As Mr Brun also explained, “failure to provide full currency guarantees is a serious problem for bringing in international capital and international public finance to Vietnamese wind projects. The only way to currently finance wind projects is through Overseas Development Aid-financed or equity-financed projects setting certain limits to scale.”
A third significant barrier for larger wind power installation in Vietnam is the country’s weak grid system and competition with solar PV, which is rapidly expanding in the country and could ‘cannibalise’ grid capacity for wind projects.
“Looking at the issues and opportunities facing Vietnam to capture its wind potential, a realistic approach for onshore wind will likely be slow development owing to some of the barriers and mitigating actions described above,” Mr Brun said. “This will take time to overcome and implement.
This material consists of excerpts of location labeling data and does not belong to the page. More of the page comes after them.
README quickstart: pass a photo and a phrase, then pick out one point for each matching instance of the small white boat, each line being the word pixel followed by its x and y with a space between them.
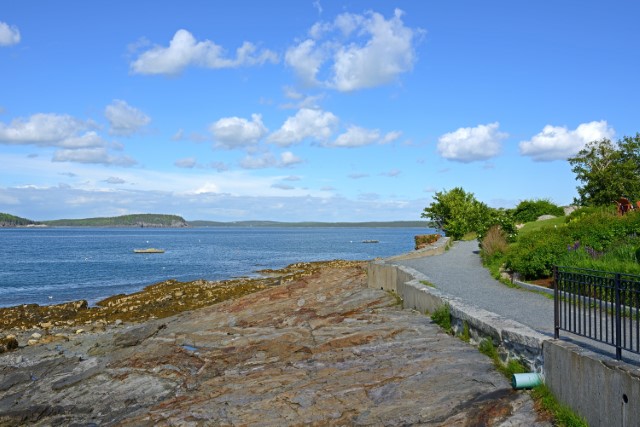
pixel 149 251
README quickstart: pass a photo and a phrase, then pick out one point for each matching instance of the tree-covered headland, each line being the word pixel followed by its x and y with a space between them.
pixel 597 235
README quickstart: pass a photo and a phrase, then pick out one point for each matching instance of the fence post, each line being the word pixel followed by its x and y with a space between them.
pixel 556 304
pixel 618 317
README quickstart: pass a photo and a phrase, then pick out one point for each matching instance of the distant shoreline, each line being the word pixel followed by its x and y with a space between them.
pixel 245 224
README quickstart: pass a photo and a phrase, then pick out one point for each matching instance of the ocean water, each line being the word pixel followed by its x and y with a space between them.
pixel 54 265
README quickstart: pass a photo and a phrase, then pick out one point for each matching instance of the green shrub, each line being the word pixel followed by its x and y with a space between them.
pixel 500 218
pixel 535 254
pixel 530 210
pixel 494 242
pixel 487 348
pixel 423 240
pixel 442 317
pixel 562 414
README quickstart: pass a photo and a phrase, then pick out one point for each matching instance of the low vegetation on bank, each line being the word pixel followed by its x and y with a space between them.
pixel 602 234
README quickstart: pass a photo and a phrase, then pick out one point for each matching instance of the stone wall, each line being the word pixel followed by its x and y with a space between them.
pixel 513 340
pixel 602 390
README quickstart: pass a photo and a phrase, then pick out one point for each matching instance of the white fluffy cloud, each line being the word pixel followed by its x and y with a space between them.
pixel 356 136
pixel 98 155
pixel 115 180
pixel 467 145
pixel 42 129
pixel 307 123
pixel 358 51
pixel 560 143
pixel 268 160
pixel 76 142
pixel 306 59
pixel 236 132
pixel 124 119
pixel 187 163
pixel 184 51
pixel 9 35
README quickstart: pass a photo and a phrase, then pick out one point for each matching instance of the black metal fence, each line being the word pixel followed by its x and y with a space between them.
pixel 598 305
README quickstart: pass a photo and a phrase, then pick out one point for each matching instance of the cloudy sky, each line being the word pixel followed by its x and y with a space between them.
pixel 300 110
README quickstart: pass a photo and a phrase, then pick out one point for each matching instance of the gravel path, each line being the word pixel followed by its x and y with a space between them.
pixel 459 272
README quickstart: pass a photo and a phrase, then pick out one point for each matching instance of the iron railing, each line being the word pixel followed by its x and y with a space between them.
pixel 598 305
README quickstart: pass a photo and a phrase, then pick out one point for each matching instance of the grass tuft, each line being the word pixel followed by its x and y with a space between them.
pixel 442 317
pixel 562 414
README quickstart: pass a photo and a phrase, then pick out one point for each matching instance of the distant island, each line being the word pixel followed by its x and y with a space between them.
pixel 368 224
pixel 137 220
pixel 175 221
pixel 8 220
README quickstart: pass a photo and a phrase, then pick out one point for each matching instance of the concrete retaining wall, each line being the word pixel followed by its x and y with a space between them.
pixel 513 340
pixel 603 391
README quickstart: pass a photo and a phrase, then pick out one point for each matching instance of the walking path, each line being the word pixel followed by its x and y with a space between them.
pixel 459 272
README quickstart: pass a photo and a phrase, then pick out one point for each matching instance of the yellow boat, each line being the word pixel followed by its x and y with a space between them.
pixel 149 251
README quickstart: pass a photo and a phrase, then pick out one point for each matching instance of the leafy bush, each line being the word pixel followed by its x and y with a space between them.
pixel 530 210
pixel 455 212
pixel 494 242
pixel 595 238
pixel 501 218
pixel 535 254
pixel 423 240
pixel 442 317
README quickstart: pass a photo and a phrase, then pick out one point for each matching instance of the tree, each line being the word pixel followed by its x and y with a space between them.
pixel 608 171
pixel 456 212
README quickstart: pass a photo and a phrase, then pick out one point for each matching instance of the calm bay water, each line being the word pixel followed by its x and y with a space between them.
pixel 53 265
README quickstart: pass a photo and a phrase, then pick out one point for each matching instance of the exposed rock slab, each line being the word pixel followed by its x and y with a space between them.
pixel 321 350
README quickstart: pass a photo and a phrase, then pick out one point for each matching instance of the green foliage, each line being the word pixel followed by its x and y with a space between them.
pixel 594 238
pixel 456 212
pixel 465 335
pixel 494 243
pixel 423 240
pixel 442 317
pixel 427 283
pixel 537 225
pixel 138 220
pixel 501 218
pixel 535 253
pixel 562 414
pixel 607 171
pixel 487 348
pixel 530 210
pixel 459 214
pixel 513 366
pixel 7 220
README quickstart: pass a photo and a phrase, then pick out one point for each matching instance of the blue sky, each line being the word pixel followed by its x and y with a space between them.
pixel 304 110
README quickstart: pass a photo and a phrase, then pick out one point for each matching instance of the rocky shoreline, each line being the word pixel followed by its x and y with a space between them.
pixel 32 324
pixel 309 346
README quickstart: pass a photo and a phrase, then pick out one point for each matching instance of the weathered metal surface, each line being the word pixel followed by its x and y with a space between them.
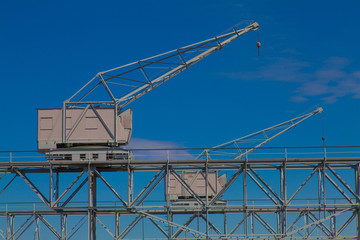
pixel 83 127
pixel 195 180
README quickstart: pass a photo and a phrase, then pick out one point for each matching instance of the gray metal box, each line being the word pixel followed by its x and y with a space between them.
pixel 99 126
pixel 196 180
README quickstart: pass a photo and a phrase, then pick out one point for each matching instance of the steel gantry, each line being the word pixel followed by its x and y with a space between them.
pixel 304 193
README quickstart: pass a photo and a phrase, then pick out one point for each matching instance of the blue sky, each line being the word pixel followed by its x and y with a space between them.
pixel 309 56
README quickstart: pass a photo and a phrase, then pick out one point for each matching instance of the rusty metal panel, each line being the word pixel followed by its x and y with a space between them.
pixel 82 127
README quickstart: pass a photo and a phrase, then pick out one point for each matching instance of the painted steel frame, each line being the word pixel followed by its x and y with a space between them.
pixel 167 66
pixel 323 219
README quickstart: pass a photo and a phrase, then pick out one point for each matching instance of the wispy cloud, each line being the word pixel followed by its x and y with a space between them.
pixel 329 81
pixel 145 149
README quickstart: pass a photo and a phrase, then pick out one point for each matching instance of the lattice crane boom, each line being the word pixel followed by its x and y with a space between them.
pixel 140 77
pixel 96 115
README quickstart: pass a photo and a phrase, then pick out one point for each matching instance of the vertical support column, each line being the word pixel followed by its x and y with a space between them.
pixel 333 224
pixel 64 123
pixel 51 186
pixel 357 186
pixel 63 223
pixel 130 183
pixel 91 204
pixel 207 194
pixel 225 224
pixel 117 225
pixel 252 225
pixel 115 122
pixel 56 187
pixel 245 198
pixel 167 196
pixel 319 191
pixel 306 222
pixel 283 196
pixel 10 227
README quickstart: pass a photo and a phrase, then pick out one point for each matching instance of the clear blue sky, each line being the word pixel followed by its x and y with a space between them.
pixel 309 56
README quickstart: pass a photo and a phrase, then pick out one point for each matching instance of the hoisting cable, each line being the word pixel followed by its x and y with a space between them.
pixel 258 44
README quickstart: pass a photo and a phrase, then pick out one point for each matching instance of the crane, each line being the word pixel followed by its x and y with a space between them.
pixel 180 188
pixel 98 113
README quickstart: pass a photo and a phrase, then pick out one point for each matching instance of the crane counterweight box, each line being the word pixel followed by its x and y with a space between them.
pixel 196 181
pixel 82 127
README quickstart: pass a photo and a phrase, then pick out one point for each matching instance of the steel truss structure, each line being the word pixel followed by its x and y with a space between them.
pixel 262 199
With that in mind and the aggressive scaling power demand for the expanding Vietnamese economy, the government should seriously consider leapfrogging to opportunities in offshore wind.
“Vietnam has exceptional offshore and near-coast wind opportunities. Offshore wind conditions not far from large load-centres, such as Ho Chi Minh city, have great potential according to the World Bank Energy Sector Management Assistance Programme and with reasonable water depths between 20 m and 50 m, this could easily be a wonderful opportunity for Vietnam to add yet more global suppliers to its fledgling wind industry.
“Vietnam could quickly acquire obvious competences in supply, offshore foundations and substructures, creating new jobs and diversifying the industry,” Mr Brun concluded. “Fast-tracking offshore wind planning appears to be the right decision for Vietnam right now, where offshore wind technology is entering the region quickly thanks to the investment made in Taiwan.
“Because of a mix of conditions described above, Vietnam should consider taking a dual strategy planning for its wind power strategy, but there is certainly also a strong socio-economic business case for fast-tracking planning of the development of its vast offshore wind potential.”
In a presentation he gave at the conference, head of wind projects at the MOIT/GIZ energy support programme Tobias Cossen also highlighted lack of access to finance as an issue, along with complex and unclear investment procedures.
Mr Cossen said Vietnam needs a national wind power development programme, and support and advice is required to enable Vietnam to develop a suitable legal and regulatory environment. He also highlighted the need for capacity development and technology co-operation, the need to develop guidelines for environmental and social impact assessment, to provide support to developers to enable them to obtain finance for projects in the country and identify what kind of support mechanisms and feed-in tariffs would work best in the long term.